Previous motions of no confidence, which could have blocked the legislation and would have plunged the government into crisis, failed to win the necessary number of votes and no motion was tabled for what should have been the final reading in the National Assembly.
Although the last stages of the political battle of the bill has been overshadowed by the Nice attacks and the consequent extension of the state of emergency, right-wing MPs, backed by hard-left ones and possibly some Socialist dissidents are to appeal to the Constitutional Council against the government's "non-respect of parliamentary debate".
Valls's 'great reform'
Valls hailed the bill as "a great reform", which was the result of "a solid compromise with reformist youth and trade unions", a reference to unions like the CFDT that accepted the government's changes to its own initial draft.

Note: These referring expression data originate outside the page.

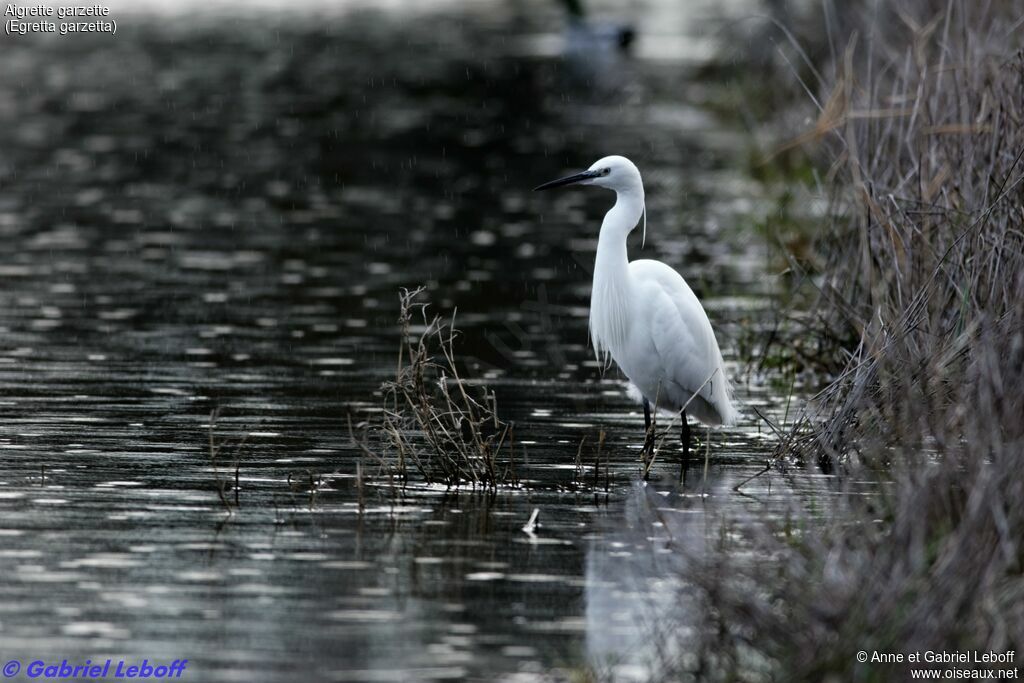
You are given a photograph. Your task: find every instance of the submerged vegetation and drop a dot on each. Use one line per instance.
(432, 421)
(921, 295)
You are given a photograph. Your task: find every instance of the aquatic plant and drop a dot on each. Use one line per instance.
(922, 296)
(433, 422)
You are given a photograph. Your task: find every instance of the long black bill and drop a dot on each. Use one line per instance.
(568, 180)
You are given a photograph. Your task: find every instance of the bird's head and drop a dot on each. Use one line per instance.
(616, 173)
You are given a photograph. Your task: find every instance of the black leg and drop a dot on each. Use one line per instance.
(686, 444)
(648, 434)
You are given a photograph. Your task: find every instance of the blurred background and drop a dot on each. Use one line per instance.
(205, 222)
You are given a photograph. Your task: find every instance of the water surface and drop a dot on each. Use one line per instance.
(203, 217)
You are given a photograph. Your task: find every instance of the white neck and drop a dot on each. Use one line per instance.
(609, 308)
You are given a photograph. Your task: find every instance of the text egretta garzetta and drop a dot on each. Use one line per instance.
(645, 316)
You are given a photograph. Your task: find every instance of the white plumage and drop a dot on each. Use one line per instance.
(645, 316)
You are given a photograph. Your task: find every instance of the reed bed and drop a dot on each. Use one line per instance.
(432, 422)
(920, 144)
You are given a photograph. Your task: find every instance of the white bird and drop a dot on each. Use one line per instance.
(645, 316)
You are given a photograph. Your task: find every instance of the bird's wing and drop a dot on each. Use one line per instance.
(679, 328)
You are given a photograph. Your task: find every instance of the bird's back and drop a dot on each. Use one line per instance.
(672, 328)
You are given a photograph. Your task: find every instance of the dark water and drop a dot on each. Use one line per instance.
(202, 216)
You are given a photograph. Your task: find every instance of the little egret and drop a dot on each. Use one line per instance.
(645, 316)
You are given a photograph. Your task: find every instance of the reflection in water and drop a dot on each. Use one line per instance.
(203, 216)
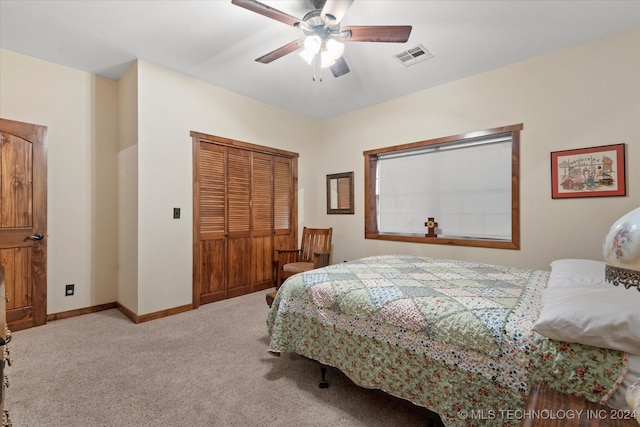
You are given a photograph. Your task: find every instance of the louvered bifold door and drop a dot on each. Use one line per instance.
(238, 221)
(261, 221)
(284, 173)
(212, 228)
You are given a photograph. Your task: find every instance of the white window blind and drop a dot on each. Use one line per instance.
(465, 186)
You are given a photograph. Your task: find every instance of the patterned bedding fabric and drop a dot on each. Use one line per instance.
(452, 336)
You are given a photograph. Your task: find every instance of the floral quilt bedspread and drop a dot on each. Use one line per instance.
(453, 336)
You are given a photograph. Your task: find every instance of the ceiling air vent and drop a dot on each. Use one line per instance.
(413, 56)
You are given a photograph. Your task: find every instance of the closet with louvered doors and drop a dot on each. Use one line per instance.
(244, 208)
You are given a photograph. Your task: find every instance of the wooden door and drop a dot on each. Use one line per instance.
(261, 221)
(210, 245)
(23, 222)
(285, 207)
(238, 221)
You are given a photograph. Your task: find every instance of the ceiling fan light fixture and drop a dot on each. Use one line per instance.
(334, 48)
(312, 44)
(330, 50)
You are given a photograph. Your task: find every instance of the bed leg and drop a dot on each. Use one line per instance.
(323, 381)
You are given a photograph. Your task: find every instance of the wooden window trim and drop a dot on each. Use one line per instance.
(370, 165)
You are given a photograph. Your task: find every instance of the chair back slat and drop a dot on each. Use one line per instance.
(314, 240)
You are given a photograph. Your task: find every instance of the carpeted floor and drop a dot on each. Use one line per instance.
(205, 367)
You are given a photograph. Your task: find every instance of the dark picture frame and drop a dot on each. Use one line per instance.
(340, 193)
(588, 172)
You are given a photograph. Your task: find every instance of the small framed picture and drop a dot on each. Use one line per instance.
(588, 172)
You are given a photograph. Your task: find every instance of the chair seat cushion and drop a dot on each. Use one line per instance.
(297, 267)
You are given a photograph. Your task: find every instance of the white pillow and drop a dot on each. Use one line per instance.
(576, 272)
(584, 309)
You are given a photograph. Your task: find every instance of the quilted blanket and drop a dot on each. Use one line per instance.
(453, 336)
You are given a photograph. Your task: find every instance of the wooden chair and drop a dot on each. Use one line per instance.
(314, 252)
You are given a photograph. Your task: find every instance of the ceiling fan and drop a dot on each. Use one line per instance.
(323, 41)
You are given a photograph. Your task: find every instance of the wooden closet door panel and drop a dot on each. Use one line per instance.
(212, 251)
(239, 273)
(284, 206)
(238, 193)
(261, 195)
(238, 221)
(213, 267)
(262, 273)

President François Hollande declared it consistent with his "values of a man of the left".
Opponents vow to fight on
The right-wing-controlled Senate on Tuesday rejected the law after its proposals to restore many of the initial proposals and render it tougher on labour were turned down.
Fifty-six MPs, including Socialist dissidents, Communists and Left Party members and Ecologists, published a declaration in the JDD newspaper on Wednesday declaring that the battle against the law "has only just begun" and claiming that it would make France's labour legislation "more complex and less favourable to employees".
With opinion polls showing a majority of French people opposed to the reform, the CGT and FO unions vowed to continue to campaign against it, declaring that the suspension of debate showed that the government had "lost the ideological battle".